El evangelio de hoy concluye la primera parte del evangelio de San Juan, denominada “libro de los signos” (casi 12 capítulos). A partir de aquí, comienza la segunda parte, el “libro de la gloria” (8 capítulos), la glorificación del Hijo del hombre que celebramos durante el triduo pascual.

Los signos realizados por Cristo indican que han llegado los tiempos mesiánicos. El primero de ellos es su propia presencia: el Verbo se ha encarnado para hablar en lenguaje humano, comprensible a los oyentes. Y le acompañan palabras, milagros y conversiones que ayudan a todos a glorificar a Dios que trata con misericordia a los hombres.

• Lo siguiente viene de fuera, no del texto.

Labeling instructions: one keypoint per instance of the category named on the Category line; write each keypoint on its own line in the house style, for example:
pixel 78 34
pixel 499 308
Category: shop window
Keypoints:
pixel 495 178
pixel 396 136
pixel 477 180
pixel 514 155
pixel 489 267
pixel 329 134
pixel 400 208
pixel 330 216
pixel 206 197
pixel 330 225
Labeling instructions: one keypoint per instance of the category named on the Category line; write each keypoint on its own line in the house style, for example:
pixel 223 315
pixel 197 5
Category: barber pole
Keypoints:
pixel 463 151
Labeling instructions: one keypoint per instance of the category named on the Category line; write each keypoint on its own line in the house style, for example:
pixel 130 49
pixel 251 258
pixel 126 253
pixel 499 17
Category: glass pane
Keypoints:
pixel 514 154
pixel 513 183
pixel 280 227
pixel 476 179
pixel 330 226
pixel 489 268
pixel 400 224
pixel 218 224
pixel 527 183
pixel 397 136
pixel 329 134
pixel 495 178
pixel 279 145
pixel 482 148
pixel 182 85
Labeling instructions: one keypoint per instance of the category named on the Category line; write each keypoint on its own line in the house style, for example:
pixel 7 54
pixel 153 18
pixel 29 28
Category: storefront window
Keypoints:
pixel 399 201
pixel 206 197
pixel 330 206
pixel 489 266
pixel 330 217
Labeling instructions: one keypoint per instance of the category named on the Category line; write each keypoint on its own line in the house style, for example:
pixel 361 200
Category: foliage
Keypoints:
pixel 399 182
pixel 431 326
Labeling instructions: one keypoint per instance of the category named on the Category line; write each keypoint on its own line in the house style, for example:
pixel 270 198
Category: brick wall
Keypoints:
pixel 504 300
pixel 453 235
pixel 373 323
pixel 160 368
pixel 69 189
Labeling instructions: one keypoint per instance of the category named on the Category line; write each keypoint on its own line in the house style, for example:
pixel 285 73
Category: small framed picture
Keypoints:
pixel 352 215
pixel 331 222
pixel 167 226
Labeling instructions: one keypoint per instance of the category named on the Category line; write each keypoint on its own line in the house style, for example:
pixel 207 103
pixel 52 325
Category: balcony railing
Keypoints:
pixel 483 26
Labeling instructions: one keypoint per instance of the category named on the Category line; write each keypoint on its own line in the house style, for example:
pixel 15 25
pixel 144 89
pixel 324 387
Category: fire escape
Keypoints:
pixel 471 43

Pero los muchos signos realizados a lo largo de la vida pública del Maestro, acompañados de grandes explicaciones y discursos, no terminan provocando el efecto deseado: se topa con la incredulidad de muchos.

Pocas veces eleva la voz, pero ante la incredulidad, al final del libro de los signos, a modo de epílogo, “Jesús gritó diciendo: «El que cree en mí, no cree en mí, sino en el que me ha enviado»”. Quien le ha enviado es el Padre, a quien supuestamente adoran los israelitas.

Cristo es la luz del mundo. Y el juicio consiste en la postura que tomamos respecto a esa luz. Ella no se mueve: se manifiesta, ilumina, pero es inmóvil. Nosotros tomamos postura respecto a ella. Y así, como los tipos de plantas, hay conciencias que buscan y aceptan de lleno esa luz y buscan broncearse con ella; otras prefieren sol y sombra (la mediocridad); otras optan por ser champiñones.

Dios no se mueve: nos movemos nosotros. Y aquí está la gran responsabilidad moral que tenemos: la de acercarnos a la luz, es decir, vivir en verdad y rectitud. El mismo bien que obramos juzga nuestra vida; también lo hace el mal que cometemos. El bien nos hace buenos; el mal nos hace malos. El Señor al final nos da lo que en realidad nosotros deseamos y buscamos con nuestras obras.

Hoy le pedimos a Cristo que nos ayude a interpretar los signos de los tiempos mesiánicos en que vivimos, y vivamos iluminados por su presencia. Así sucedió al comienzo: en los Hechos de los Apóstoles se afirma que “la palabra de Dios iba creciendo y se multiplicaba”.